Back
Blog Post

How to survive the data explosion: Learnings from J.P. Morgan and Fivetran

Veronica Zhai
February 7, 2023

Sifting through the data from multiple data platforms can be challenging. Here is how we solved this problem with the help of a data discovery platform.

I run analytics products and operations at Fivetran, a $5.6 billion “internet plumber” and market leader in data integration. Prior to Fivetran, I built the first enterprise data stack at J.P. Morgan.

At Fivetran, we have worked hard to build a strong data culture. Over 90% of our employees use data tools regularly. Behind such a powerful data culture, there is a problem that is ubiquitous to companies of all sizes that are undergoing a digital transformation — the data explosion, in which the volume and variety of data become overwhelming. Today, I want to share tools and best practices that will address this problem.
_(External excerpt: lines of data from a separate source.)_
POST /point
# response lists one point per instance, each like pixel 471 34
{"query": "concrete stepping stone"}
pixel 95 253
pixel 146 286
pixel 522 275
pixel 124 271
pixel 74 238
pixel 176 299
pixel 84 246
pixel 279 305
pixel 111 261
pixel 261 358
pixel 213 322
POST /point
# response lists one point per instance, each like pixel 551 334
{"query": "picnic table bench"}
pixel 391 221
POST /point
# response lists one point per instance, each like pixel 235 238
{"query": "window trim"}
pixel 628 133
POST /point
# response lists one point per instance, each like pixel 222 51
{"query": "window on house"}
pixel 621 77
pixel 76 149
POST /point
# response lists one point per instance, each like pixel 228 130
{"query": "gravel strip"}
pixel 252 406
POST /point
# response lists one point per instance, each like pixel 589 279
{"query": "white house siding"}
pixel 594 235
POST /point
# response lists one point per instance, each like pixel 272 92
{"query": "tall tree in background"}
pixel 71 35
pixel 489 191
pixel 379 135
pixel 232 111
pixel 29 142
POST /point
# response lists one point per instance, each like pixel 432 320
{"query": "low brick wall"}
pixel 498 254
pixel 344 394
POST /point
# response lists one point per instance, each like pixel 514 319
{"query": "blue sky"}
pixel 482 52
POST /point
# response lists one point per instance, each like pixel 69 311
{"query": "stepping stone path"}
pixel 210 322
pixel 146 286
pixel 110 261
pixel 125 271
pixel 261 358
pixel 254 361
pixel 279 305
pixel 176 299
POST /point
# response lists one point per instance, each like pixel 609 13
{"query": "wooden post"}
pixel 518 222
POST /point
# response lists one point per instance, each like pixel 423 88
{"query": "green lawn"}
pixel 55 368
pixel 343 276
The Data Explosion Problem

Adopting a modern data stack leads to an explosion of data sources, user personas and data assets. This explosion results from the following causes:

  • A proliferation of SaaS tools, event streams, and other systems that produce data. In 2021, the average enterprise deployed 187 SaaS apps. Organizations of all sizes strive to centralize data from hundreds of sources into one database for analytics.
  • Modern data pipelines make it extremely easy to put huge and varied volumes of data into a centralized place.
  • Many different people depend on reporting for day-to-day operations. These people span across many teams and all levels of seniority from executives to individual contributors.
  • The proliferation of business intelligence platforms and dashboards can make it hard to find the right data: difficulty pinpointing which dashboard to reference; confusion when navigating similar assets and many hard-to-understand, poorly-defined, or ambiguous fields, values, etc. in data models.
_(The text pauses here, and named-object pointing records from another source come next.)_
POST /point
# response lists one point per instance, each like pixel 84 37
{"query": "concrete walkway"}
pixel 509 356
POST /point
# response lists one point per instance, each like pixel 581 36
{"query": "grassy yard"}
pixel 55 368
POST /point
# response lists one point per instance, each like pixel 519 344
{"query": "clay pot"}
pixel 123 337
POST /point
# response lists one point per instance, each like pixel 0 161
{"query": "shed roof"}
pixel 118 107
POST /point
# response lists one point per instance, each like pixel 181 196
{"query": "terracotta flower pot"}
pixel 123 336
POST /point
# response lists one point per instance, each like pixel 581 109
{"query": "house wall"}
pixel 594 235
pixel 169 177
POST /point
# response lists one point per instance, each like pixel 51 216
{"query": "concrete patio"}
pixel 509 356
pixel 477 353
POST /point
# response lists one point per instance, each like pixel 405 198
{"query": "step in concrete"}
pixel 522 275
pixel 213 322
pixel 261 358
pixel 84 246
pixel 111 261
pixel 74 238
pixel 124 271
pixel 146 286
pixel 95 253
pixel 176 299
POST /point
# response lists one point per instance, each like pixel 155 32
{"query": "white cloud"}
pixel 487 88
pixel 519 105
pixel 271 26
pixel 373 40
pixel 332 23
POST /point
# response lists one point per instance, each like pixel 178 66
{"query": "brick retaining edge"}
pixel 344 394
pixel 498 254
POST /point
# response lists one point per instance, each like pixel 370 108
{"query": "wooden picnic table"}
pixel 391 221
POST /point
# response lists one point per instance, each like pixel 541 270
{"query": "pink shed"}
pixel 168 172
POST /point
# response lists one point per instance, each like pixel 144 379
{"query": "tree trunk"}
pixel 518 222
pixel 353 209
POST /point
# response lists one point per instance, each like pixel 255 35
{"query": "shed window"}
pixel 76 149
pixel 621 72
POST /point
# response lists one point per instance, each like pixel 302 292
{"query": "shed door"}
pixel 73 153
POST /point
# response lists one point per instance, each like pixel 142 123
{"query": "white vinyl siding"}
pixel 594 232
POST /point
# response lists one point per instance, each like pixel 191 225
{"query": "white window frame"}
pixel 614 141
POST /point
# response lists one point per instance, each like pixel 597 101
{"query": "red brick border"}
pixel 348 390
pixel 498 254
One of the biggest pains that many data teams experience is the constant flurry of requests to build more — more data sources, more dashboards, and more metrics. Due to the sheer volume and variety of data, they often have trouble finding the right data to use.

These are the inevitable, unintended consequences of crossing the digital transformation chasm. For data leaders, this can make the enterprise data overwhelming to manage. For business users, even though they use a set of operational dashboards regularly, they often feel intimidated to explore data beyond their initial scope.

The solution: one map that just works

To contain the data explosion, we need one platform that helps us piece everything back together and make sense of it.

This requires:

  • A complete inventory of all data assets, including tables, dashboards and metrics.
  • Relevant context for each data asset. This includes who owns them, the popularity of these assets, who uses them the most, and most importantly, column-level lineage (how each field relates to both upstream sources and to downstream assets).
  • Ease of use. Managing enterprise data is already complex; there is no reason to add more overhead to the data management process. The ideal platform is intuitive to navigate and just works.

In a future state, a data consumer should be able to easily learn which data asset is best to use for both their day-to-day work as well as ad-hoc data exploration. A data team can easily identify and deprecate unused and duplicative data assets, organize and standardize data assets, and create easy-to-maintain data inventories.

In short, to address the explosion of data assets, we need a data discovery platform that consolidates all data assets in one place, provides useful data context and makes data assets easily searchable. In the past, people called this a data catalog tool.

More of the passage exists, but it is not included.